The market is failing. And we don’t need solutions that prop it up, but rationalize it and democratize it in order to meet human needs. To do this we need to push for expanding public services and increasing workers’ control.
Health and profits don’t mix
One of the tragedies of this crisis is watching long-term care (LTC) facilities become vectors for the virus. More than half of the COVID-19 related deaths in Canada have occurred at nursing homes.
These for-profit facilities are an absolute scandal in our healthcare system.
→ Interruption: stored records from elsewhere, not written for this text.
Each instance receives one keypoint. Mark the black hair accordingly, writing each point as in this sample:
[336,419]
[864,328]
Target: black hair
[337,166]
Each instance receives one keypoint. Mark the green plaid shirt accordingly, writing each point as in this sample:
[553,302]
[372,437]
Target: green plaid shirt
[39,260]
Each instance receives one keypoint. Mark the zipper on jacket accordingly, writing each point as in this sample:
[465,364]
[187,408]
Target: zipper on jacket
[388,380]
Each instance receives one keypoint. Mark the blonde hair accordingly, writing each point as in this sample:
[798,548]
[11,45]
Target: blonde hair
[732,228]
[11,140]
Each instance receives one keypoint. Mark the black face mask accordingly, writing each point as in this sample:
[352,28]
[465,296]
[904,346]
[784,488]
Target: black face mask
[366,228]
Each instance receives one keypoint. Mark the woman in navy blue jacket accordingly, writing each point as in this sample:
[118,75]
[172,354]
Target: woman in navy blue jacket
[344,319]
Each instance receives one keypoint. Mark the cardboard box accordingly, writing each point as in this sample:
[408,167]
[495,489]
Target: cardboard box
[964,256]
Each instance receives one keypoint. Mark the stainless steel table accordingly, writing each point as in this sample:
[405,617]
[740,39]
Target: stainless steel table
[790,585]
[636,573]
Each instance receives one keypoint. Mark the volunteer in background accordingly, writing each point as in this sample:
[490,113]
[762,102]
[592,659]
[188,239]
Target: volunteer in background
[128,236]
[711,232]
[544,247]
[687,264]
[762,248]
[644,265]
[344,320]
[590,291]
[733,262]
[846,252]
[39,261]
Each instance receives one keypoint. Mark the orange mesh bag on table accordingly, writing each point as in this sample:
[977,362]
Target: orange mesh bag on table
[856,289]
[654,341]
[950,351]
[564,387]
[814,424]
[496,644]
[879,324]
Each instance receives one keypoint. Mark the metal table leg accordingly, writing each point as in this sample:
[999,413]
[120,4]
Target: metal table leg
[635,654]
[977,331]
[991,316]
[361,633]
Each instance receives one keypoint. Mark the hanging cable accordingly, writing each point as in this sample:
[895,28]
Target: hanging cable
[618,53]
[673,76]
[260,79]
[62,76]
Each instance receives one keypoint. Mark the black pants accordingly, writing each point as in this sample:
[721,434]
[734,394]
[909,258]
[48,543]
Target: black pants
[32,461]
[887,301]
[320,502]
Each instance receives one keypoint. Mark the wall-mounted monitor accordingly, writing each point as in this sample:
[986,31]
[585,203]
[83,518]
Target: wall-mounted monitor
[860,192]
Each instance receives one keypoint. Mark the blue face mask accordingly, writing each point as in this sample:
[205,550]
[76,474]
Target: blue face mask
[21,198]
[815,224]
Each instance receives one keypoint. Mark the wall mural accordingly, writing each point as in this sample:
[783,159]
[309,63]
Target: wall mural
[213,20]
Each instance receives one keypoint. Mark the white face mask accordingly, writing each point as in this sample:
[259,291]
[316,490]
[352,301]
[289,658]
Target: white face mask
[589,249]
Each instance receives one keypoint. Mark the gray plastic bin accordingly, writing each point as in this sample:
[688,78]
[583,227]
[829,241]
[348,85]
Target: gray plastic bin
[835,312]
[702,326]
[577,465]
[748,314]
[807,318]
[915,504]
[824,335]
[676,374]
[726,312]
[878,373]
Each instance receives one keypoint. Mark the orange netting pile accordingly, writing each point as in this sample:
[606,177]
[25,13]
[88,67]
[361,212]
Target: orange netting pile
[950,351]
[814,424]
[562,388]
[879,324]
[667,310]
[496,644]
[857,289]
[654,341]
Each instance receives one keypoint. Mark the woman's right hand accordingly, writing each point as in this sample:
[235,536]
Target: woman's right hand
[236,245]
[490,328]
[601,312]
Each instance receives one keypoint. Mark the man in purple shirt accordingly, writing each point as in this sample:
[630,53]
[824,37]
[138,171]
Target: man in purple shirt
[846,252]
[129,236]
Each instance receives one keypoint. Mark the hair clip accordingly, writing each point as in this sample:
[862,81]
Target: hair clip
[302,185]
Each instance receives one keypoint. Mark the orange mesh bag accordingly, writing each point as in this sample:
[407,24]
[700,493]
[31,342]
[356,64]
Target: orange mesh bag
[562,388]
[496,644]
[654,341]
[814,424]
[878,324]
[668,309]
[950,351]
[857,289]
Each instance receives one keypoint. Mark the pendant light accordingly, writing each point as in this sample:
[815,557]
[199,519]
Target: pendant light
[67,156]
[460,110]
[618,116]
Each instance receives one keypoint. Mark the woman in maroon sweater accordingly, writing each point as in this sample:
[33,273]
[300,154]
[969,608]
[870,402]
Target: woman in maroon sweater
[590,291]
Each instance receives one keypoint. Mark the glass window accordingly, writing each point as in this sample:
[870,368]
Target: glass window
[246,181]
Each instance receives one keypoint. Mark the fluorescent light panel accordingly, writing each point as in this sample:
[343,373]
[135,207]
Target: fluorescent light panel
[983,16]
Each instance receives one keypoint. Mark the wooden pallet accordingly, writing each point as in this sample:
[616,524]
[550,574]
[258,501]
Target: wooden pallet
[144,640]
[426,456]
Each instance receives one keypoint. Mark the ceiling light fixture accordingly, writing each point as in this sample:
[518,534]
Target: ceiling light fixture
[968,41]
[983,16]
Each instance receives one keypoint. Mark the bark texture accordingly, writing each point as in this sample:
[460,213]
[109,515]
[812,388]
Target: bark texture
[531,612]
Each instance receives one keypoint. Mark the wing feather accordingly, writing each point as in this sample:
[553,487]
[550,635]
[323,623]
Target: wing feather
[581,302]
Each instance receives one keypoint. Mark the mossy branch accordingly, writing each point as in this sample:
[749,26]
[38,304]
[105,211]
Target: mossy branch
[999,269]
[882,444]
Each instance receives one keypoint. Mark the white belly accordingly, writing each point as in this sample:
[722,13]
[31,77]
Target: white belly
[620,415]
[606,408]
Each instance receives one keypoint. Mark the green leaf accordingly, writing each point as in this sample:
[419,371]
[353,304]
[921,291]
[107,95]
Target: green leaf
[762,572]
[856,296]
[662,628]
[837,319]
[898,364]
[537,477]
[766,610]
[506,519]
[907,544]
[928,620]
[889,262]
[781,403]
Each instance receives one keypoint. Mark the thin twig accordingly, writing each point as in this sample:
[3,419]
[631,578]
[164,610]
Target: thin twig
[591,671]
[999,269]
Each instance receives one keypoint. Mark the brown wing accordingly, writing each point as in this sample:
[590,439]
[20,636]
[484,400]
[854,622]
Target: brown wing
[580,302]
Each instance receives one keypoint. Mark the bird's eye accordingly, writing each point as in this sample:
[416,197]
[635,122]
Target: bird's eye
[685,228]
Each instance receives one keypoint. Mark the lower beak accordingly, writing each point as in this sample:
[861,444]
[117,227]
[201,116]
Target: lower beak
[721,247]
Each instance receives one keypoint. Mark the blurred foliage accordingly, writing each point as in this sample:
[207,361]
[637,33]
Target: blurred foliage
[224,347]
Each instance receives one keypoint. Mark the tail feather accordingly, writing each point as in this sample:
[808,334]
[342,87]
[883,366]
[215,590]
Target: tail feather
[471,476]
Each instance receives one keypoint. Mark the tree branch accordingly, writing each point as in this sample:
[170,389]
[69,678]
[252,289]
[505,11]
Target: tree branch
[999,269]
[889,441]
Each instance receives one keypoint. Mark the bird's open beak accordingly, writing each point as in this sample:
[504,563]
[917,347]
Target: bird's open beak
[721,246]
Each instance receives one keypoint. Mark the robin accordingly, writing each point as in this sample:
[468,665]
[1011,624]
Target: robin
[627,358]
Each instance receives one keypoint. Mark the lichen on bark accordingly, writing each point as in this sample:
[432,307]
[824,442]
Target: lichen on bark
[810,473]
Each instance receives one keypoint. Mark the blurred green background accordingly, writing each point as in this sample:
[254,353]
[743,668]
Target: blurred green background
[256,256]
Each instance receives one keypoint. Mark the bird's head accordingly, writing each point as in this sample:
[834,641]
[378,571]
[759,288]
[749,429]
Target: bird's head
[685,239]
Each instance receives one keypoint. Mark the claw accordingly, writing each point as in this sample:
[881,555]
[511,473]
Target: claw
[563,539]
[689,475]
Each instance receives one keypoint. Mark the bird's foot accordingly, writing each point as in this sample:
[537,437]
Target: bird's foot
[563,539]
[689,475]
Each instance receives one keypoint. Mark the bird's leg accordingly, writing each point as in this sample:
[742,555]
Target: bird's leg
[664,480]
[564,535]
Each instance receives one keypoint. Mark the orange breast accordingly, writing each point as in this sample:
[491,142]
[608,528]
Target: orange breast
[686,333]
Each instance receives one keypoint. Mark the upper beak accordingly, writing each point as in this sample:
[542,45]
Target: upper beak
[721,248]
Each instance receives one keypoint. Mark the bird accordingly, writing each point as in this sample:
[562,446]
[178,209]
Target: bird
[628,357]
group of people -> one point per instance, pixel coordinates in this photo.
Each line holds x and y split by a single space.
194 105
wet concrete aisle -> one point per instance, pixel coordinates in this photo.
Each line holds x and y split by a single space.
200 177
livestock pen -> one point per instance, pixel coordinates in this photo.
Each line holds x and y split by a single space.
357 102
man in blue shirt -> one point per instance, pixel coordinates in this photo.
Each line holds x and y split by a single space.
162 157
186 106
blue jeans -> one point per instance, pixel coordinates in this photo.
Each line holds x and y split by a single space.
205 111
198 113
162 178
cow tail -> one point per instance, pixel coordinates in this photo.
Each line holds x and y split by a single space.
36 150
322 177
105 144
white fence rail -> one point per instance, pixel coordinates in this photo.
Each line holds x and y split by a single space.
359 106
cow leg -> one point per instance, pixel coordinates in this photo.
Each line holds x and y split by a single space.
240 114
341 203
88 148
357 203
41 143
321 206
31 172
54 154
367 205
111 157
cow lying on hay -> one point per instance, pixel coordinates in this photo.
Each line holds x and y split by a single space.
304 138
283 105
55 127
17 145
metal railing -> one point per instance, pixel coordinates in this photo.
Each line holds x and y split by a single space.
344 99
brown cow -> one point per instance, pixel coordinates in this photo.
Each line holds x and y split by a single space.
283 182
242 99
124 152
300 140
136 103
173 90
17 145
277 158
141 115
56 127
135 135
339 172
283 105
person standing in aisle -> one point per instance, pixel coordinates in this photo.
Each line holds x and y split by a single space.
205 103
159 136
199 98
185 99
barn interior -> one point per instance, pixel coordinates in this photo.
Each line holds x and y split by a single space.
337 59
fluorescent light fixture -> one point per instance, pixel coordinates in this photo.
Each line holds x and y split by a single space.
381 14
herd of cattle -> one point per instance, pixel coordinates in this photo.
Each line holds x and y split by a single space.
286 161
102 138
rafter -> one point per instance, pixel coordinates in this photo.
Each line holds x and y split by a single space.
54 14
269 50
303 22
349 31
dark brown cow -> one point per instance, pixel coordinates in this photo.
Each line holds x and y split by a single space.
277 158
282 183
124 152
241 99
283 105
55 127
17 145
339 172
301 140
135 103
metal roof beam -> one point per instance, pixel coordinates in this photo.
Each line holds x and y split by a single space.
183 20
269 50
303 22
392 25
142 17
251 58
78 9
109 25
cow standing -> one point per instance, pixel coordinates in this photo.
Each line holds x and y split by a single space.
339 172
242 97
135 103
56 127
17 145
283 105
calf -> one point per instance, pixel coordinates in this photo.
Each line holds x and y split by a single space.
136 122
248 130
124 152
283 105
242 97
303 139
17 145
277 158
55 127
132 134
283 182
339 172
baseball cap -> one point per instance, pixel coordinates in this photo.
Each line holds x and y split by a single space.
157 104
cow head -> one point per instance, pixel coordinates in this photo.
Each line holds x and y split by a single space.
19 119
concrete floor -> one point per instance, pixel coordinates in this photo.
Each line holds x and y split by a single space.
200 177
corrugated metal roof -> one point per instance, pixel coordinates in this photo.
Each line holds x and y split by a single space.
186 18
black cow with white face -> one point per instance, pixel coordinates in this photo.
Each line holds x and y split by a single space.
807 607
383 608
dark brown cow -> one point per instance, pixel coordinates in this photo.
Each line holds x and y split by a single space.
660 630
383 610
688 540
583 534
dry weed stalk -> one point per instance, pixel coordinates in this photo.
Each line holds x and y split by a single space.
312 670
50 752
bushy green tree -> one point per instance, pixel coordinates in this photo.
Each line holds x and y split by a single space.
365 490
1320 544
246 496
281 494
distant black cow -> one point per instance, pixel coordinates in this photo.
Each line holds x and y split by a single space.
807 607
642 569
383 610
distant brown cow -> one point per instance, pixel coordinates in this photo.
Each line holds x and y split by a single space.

In the best of times the corporations running LTCs put profits ahead of residents and workers. Facilities are under resourced and understaffed because they exist to deliver profits not care. Decades of cuts to public healthcare have opened the door to an increase in for-profit healthcare. As the Ontario Health Coalition noted in 2019, “thrown into a crisis of under-capacity, hospitals systematically redefined chronic care hospital patients as requiring lesser-funded long-term care in a bid to move those patients out of hospitals.”
The result of the cuts has been a downloading of patient care onto the for-profit system. And the lack of regulation, oversight and poor working conditions have been a disaster. In a recent CBC report it was revealed that only nine out of 626 homes in Ontario actually received so-called resident quality inspections.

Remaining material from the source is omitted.